Bail EDB-PSH: un seul soumissionnaire, un loyer qui double, des questions sans réponse

Le loyer a presque doublé, un seul candidat jugé conforme, sans documents publics pour expliquer ce choix.

Bail EDB-PSH: les zones grises d'un appel d'offres sous pression politique En août 2019, un contrat de location est signé pour un immeuble de bureaux dont le loyer grimpe de 625 à 1 147 roupies par mètre carré. Ce seul chiffre a suffi à alimenter un débat public persistant sur la gouvernance des marchés d'État à Maurice. L'appel d'offres avait été lancé en octobre 2018. Un seul soumissionnaire a été déclaré conforme. Ce fait, combiné à la durée des périodes de verrouillage inscrites dans le bail, est présenté dans des déclarations politiques et dans des articles de presse, dont celui de L'Express, comme un signe de conditions atypiques. Le récit critique suppose une proximité entre l'attributaire et l'ancien pouvoir, puis en déduit une manipulation du processus. Selon L'Express, plus de 1 049 millions de roupies de loyers ont été versés à la PSH Investment de Vinash Gopee depuis fin 2022. C'est une somme considérable. Mais aucune pièce d'évaluation du processus n'est rendue publique: ni rapports d'analyse, ni feuilles de notation, ni documents attestant qu'une autre offre aurait satisfait aux spécifications techniques.

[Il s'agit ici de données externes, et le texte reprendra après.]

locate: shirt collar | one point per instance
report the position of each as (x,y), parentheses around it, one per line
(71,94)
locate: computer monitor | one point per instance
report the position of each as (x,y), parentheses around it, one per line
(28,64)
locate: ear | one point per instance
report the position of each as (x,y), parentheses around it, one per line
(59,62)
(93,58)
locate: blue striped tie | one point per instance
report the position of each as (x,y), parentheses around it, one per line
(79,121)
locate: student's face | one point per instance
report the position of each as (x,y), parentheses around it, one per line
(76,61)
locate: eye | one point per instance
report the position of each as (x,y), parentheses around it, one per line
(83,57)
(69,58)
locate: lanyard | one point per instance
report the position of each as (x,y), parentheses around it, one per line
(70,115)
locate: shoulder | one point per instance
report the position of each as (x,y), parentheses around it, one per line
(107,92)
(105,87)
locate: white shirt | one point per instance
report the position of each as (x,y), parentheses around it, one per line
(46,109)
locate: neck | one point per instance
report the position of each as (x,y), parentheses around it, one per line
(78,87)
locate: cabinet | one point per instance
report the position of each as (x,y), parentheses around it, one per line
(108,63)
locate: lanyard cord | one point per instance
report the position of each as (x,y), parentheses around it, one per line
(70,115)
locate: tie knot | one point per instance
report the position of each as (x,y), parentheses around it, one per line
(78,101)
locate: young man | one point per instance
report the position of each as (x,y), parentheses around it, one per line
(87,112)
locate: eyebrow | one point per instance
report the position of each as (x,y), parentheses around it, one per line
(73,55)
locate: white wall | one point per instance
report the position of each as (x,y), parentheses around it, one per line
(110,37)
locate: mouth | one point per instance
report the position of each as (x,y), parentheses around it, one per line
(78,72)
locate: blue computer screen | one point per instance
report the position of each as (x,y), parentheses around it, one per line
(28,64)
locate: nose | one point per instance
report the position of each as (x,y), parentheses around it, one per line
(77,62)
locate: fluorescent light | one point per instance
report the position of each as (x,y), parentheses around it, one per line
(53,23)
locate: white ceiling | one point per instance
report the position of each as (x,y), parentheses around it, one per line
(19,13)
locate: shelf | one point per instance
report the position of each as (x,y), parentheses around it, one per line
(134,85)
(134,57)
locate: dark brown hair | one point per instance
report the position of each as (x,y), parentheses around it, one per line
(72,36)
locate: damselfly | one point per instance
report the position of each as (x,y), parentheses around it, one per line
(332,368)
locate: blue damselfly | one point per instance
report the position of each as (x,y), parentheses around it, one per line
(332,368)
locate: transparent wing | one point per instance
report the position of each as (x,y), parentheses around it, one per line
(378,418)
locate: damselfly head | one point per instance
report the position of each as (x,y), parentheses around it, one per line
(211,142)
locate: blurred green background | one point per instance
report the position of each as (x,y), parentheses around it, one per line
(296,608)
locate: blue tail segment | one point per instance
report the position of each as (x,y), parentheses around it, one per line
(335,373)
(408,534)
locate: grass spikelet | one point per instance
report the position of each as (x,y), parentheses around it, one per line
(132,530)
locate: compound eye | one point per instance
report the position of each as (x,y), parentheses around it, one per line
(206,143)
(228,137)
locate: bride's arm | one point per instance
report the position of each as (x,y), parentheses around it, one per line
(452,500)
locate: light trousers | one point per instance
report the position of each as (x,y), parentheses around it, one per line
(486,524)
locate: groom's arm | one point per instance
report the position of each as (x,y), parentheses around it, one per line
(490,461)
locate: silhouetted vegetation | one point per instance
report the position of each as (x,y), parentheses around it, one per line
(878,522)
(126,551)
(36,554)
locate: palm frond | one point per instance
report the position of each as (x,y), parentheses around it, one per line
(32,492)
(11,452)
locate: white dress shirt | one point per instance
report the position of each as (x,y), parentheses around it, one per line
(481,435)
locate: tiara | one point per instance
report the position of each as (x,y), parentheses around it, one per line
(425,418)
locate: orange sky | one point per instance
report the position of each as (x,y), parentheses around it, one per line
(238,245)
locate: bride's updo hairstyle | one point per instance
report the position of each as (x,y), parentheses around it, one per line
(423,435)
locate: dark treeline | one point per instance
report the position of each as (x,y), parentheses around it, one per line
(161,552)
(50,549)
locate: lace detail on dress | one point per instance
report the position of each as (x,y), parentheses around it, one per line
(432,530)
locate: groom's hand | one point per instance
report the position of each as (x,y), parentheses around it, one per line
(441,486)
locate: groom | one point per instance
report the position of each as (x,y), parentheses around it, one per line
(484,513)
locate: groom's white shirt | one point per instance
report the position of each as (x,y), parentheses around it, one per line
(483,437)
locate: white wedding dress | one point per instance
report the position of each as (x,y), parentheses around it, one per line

La présence d'un seul soumissionnaire conforme ne constitue pas, en elle-même, une preuve de verrouillage. Dans les marchés portant sur un bâtiment à construire selon un usage public précis, les exigences techniques peuvent restreindre le nombre de candidats qualifiés. Ce n'est pas une anomalie automatique. Par contraste, les périodes de verrouillage sont courantes dans les baux portant sur des actifs construits sur mesure. Elles répartissent le risque entre le financeur et l'occupant. Sans comparaison avec des pratiques similaires d'autres entités publiques, leur caractère dérogatoire reste non établi. Le niveau de loyer, cité comme indicateur de faveur, n'est rapproché d'aucune donnée de marché vérifiée pour des surfaces comparables. L'augmentation affichée reste un indicateur. Pas une preuve. La question centrale demeure celle des spécifications rédigées en 2018: étaient-elles accessibles à plusieurs opérateurs au moment de l'appel d'offres, ou formulées de façon à n'en avantager qu'un seul? Le débat public n'a pas encore produit de réponse documentée, et tant que les pièces du dossier resteront hors de portée, cette zone grise persistera.